La Sage Campagnarde rompit le silence avec un doux rire.

— « La vérité, on ne la trouve que si on la cherche ! Et pourtant, celui qui s’efforce à la voir ne la voit jamais telle qu’elle est. »

Voulait-elle dire qu’à son avis, il s’efforçait trop ? Irahayami hocha à nouveau la tête.

— « Je te remercie pour tes sages conseils. »

— « Je n’ai rien dit de spécial », rit la sage. « Au fait, le jeune qui t’a accompagné jusqu’ici… Il a l’air de bien s’amuser. »

Irahayami se raidit. Il avait été si absorbé par la conversation qu’il avait complètement oublié Zangsa. À entendre la Sage Campagnarde, il n’était pas encore sorti de la Maison des Bêtes. Se promener à l’intérieur sans autorisation de sa propriétaire… Irahayami se redressa en demandant, inquiet :

— « Vénérable sage, Zangsa a-t-il commis une offense ? »

— « Peut-être même plusieurs. »

Irahayami en fut consterné. Il bredouilla :

— « Plusieurs ? »

— « Son concept de propriété est particulier. Il a fouillé la formation runique de mon époux, a effrayé un daim et a l’air à présent de vouloir cuisiner une de mes poules. »

Quoi ?! Irahayami lâcha, incrédule :

— « Zangsa… ? »

Il se leva avec précipitation et frappa son poing contre sa paume en disant :

— « Dans ce cas, avec ta permission, je vais aller le chercher. »

— « Attends, je viens avec toi », dit la Sage Campagnarde en se levant.

Malgré sa cécité, elle descendit de la véranda avec légèreté. À un certain point de cultivation, il était possible de s’orienter en laissant fluer le ki dans l’air. Irahayami était capable d’utiliser cette technique de manière active pour détecter la présence d’êtres éloignés, mais, s’il avait dû l’utiliser de manière constante et dans tous les sens comme le faisait la Sage Campagnarde, il aurait déjà dépensé toute son énergie avant même de savoir par où commencer. Le niveau de compréhension de cette sage le dépassait.

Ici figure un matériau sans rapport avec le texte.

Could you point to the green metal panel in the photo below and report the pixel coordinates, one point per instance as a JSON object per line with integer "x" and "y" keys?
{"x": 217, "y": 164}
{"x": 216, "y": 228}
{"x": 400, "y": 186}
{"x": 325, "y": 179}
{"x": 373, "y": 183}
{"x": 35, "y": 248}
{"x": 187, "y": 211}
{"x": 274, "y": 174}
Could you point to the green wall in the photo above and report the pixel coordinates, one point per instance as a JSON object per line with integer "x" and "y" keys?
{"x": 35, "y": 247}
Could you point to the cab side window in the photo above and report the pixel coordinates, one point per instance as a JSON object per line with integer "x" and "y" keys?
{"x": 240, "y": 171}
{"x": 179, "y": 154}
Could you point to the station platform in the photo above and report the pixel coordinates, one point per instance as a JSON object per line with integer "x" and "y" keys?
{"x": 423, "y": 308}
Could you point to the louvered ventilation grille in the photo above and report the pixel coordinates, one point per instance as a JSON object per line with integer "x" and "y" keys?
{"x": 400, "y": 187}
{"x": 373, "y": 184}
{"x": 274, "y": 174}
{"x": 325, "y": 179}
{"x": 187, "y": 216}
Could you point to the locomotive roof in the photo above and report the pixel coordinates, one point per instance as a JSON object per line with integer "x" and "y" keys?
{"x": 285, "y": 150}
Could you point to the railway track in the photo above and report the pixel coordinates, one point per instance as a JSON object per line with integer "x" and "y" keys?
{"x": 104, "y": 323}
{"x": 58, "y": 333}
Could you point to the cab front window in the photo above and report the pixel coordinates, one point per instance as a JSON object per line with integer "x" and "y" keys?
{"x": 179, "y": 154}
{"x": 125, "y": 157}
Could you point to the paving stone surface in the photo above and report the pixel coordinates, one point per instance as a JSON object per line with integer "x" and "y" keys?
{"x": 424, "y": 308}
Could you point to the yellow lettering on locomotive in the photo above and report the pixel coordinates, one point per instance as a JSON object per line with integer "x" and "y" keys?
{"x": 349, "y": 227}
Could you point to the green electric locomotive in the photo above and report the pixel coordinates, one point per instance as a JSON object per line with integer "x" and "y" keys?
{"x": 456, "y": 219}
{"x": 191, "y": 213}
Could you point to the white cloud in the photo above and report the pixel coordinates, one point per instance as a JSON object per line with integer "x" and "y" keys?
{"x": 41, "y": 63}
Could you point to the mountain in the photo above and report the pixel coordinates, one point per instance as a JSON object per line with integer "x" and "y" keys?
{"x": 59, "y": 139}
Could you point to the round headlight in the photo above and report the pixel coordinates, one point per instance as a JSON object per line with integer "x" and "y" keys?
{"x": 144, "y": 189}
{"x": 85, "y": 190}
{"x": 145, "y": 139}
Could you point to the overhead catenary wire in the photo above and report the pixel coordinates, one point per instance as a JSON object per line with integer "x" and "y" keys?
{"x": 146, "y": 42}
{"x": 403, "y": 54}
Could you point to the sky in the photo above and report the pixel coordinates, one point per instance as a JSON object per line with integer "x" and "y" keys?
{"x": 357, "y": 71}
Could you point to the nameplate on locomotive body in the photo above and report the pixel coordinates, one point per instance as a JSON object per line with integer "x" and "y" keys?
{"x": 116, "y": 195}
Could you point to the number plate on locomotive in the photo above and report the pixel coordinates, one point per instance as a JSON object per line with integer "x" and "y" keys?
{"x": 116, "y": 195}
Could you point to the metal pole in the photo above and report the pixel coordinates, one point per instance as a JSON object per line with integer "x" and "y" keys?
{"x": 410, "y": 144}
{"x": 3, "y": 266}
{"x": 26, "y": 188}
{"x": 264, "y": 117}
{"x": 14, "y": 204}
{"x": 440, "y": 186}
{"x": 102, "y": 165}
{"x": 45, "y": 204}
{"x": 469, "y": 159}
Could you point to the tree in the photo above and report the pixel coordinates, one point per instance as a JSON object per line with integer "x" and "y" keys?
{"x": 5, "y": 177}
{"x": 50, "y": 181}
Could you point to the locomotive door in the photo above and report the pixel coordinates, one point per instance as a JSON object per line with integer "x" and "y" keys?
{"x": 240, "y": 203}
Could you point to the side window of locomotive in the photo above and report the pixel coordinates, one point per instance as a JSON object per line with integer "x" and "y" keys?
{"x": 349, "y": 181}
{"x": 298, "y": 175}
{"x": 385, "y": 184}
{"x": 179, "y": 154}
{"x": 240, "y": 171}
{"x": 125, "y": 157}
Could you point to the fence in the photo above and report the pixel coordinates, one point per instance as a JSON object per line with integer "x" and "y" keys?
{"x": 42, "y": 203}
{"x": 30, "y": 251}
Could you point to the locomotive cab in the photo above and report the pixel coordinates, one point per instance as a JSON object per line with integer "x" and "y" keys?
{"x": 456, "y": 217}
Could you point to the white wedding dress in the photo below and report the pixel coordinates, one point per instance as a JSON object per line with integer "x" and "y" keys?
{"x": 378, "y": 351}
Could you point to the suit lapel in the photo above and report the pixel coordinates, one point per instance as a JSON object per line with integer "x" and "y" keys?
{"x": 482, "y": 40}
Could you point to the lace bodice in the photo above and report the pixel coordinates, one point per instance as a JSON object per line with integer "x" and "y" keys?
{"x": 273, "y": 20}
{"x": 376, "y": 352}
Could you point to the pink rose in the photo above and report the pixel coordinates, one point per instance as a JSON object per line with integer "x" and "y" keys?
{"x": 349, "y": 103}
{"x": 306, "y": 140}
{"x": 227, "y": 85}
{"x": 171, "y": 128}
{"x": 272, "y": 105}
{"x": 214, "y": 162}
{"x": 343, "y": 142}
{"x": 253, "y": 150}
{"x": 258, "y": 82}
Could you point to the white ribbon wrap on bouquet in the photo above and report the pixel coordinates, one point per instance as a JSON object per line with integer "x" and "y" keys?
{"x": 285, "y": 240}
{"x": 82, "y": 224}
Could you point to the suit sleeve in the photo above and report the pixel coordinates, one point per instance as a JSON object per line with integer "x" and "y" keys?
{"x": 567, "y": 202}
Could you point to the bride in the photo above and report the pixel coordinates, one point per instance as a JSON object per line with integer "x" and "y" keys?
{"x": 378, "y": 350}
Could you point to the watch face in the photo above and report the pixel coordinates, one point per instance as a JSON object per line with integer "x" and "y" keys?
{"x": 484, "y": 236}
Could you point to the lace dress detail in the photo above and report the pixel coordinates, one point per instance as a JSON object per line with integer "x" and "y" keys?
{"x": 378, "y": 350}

— « Hmm », fit la sage, songeuse. « Penses-tu vraiment que ce renard oserait manger une des poules d’un des cultivateurs les plus puissants de la Cité Céleste ? Une poule spirituelle très rare, qui plus est ? »

— « Je… » Irahayami hésita puis affirma : « Je suis sûr qu’il n’a pas l’intention de manger la poule. »

En tout cas, il l’espérait. Une poule spirituelle très rare… Sa chair devait sentir affreusement bon pour un renard, n’est-ce pas ? Hum.

Comme tous les deux s’éloignaient de la maison, le tigre sur leurs talons, Irahayami jeta un coup d’œil en biais à la vieille sage.

— « Comment… sais-tu que Zangsa est un hybride ? »

— « Un miséreux qui m’admire depuis longtemps m’a tout de suite informée de ce qui s’est passé dans le Croc. »

Un miséreux… Voulait-elle dire un Mendiant ?

— « Je vois. »

Cela était préoccupant. Si les Mendiants étaient au courant pour Zangsa, sa nature n’était plus un secret et sa relation avec la dragonne rouge le plaçait dans une situation délicate. Si l’Œil Renversé venait à l’apprendre, il allait devenir l’une des premières cibles de ces démons cultivateurs… Inconsciemment, Irahayami serra le pommeau de son épée.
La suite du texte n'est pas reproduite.